What is the cost for RCaaS?

Using RCaaS will cost $0.0217 / core-hour, which works out to $15.84 per core month. This incorporates all the hardware, software, and infrastructure. This rate is approved through Government Costing to charge to grants and exempt from overhead. Please note that you will be charged for all the cores on the nodes allocated to your job whether you utilize all of them or not, so plan to make as much use of each node as you can.

Will there be a way to check the current RCaaS charges to my group other than waiting for the monthly bill?

We can set up your account to send a notification email when your usage approaches an estimate you provide. Further, your account can be set up to stop access if you reach a specified dollar amount. Notify the Campus Cluster staff if you would like this service enabled on your account.

Does any storage (disk) space come with RCaaS?

Each active RCaaS customer will be allocated 25GB at minimum of User/Group storage while they use the service. If you need additional storage beyond the 25GB allocation, talk with ICCP staff about adding an additional storage allocation through Research Storage as a Service (RSaaS). RSaaS allows you to rent storage space by the TB/month for as long as you need it.

Is there a time limit for access to this storage space once I've finished using RCaaS?

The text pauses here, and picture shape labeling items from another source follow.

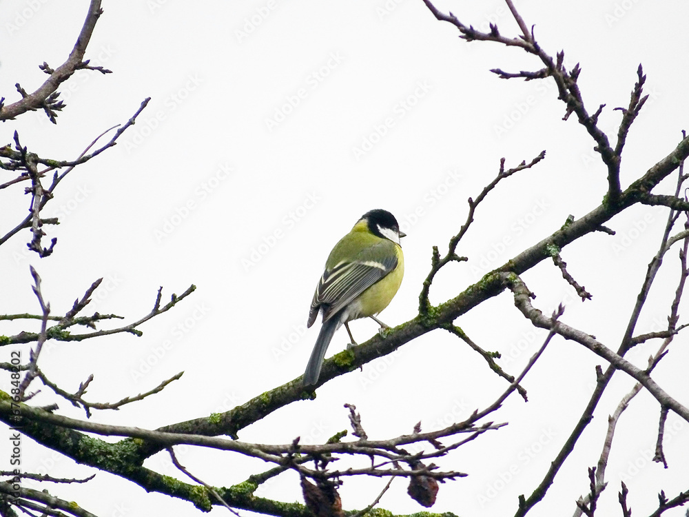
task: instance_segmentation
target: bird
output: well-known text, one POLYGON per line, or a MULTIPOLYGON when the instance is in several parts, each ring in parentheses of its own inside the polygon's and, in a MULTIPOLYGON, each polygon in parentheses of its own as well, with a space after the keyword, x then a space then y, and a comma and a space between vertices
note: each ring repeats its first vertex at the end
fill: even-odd
POLYGON ((320 312, 322 326, 304 372, 302 385, 318 381, 325 352, 335 332, 344 324, 351 340, 349 322, 371 318, 380 330, 388 326, 376 317, 397 294, 404 275, 404 257, 395 216, 376 209, 361 216, 351 231, 335 245, 325 263, 309 312, 310 327, 320 312))

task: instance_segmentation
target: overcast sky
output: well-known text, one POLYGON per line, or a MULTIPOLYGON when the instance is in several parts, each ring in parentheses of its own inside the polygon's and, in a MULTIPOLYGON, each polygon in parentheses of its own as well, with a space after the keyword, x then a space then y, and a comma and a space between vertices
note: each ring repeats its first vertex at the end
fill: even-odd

Once an RCaaS account has gone inactive, and assuming there are no other arrangements made for storage (e.g. hardware investment or monthly storage service) the customer will be expected to remove their data within the next calendar month. After that time period, all data will be removed.

After I have purchased time in the RCaaS queue, is there a time frame in which I must use the resources?

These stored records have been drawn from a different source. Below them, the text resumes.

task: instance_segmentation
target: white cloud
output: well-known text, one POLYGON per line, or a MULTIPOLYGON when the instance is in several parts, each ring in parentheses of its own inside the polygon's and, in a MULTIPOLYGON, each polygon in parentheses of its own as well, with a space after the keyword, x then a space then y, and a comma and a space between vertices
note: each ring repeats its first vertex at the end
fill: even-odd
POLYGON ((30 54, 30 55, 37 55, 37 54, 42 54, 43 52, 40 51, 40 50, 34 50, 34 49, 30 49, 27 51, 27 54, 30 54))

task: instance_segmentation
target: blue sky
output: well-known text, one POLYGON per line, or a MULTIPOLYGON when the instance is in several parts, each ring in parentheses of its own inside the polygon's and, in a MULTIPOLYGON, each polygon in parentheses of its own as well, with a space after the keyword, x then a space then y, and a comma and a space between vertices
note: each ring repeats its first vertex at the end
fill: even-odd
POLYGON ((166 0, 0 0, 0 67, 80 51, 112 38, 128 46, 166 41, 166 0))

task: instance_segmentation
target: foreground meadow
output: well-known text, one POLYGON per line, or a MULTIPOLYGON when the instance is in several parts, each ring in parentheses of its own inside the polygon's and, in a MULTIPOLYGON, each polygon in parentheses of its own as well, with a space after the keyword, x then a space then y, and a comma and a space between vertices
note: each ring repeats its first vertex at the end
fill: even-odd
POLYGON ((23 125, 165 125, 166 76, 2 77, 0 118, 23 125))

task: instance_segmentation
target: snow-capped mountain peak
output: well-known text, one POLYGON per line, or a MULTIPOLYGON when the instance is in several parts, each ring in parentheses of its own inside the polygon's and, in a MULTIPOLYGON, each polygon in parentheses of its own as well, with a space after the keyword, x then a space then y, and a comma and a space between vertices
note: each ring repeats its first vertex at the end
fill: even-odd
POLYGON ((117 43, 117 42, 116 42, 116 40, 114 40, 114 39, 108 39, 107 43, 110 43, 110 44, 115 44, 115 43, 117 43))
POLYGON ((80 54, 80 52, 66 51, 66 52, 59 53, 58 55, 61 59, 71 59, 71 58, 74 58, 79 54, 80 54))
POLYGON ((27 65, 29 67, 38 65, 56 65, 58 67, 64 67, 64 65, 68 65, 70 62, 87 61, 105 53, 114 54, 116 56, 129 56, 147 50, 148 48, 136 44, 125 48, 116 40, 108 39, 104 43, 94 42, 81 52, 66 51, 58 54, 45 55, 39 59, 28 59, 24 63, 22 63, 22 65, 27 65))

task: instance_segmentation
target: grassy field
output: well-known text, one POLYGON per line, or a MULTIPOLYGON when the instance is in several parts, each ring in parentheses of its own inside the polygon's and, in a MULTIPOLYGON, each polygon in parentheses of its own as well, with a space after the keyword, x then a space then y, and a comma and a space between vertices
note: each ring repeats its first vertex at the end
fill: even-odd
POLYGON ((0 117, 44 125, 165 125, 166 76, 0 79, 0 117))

It's important to note that you can't "purchase time" before it is used with RCaaS. Rather, you estimate your monthly usage and the duration of time you will use the service. From there, the program will bill you monthly for actual time used. That said, any RCaaS account that sees no usage activity for two consecutive monthly periods will be notified of account termination which will occur at the end of the third consecutive monthly period with no activity. In the event of termination and for a Customer with no other storage investment on the system, the Customer will have the duration of the subsequent billing cycle to move their data off of the system.

Is it possible to add groups to the RCaaS user management screen?

Yes, we can add as many groups as needed. One of the administrators would need to create the group and add an allocation manager. To get this process started, send in a help ticket.

Is there a way for me to allow other users from my campus group or outside collaborators to use my RCaaS resources?

The allocation manager of your RCaaS group can add anyone with a University of Illinois NetID to your RCaaS group, allowing them to make use of your purchase. In order to add outside collaborators they would need to first obtain a NetID. Instructions for requesting a NetID may be found at https://answers.uillinois.edu/illinois/47711.

Is there a limit to how long jobs can run?

The RCaaS queue is configured for a maximum wall time of 120 hours. If you need jobs to run for a longer duration, let us know so we can evaluate if we might be able to help you with these requirements.

How do I submit jobs to the RCaaS resources?

Simply specify the rcaas queue when you specify the queue in your job submission. Note that capitalization matters.

Does secondary (or test) queue access come with my RCaaS queue time purchase/access?

RCaaS users are able to submit jobs to the Secondary queue if they wish, but they will be charged for that time just like they are charged for jobs submitted to the RCaaS queue.

Can you install (make available) a specific software that I need for use with my RCaaS time?

While we do not install software for individual users/groups, you may install software in your group storage space. If you run into problems you can submit a help ticket and we can attempt to guide your installation, but there are so many software packages in use that we are unlikely to have experience using any particular package. Hopefully, with your knowledge of the package, and our knowledge of the system, we can help get most software working.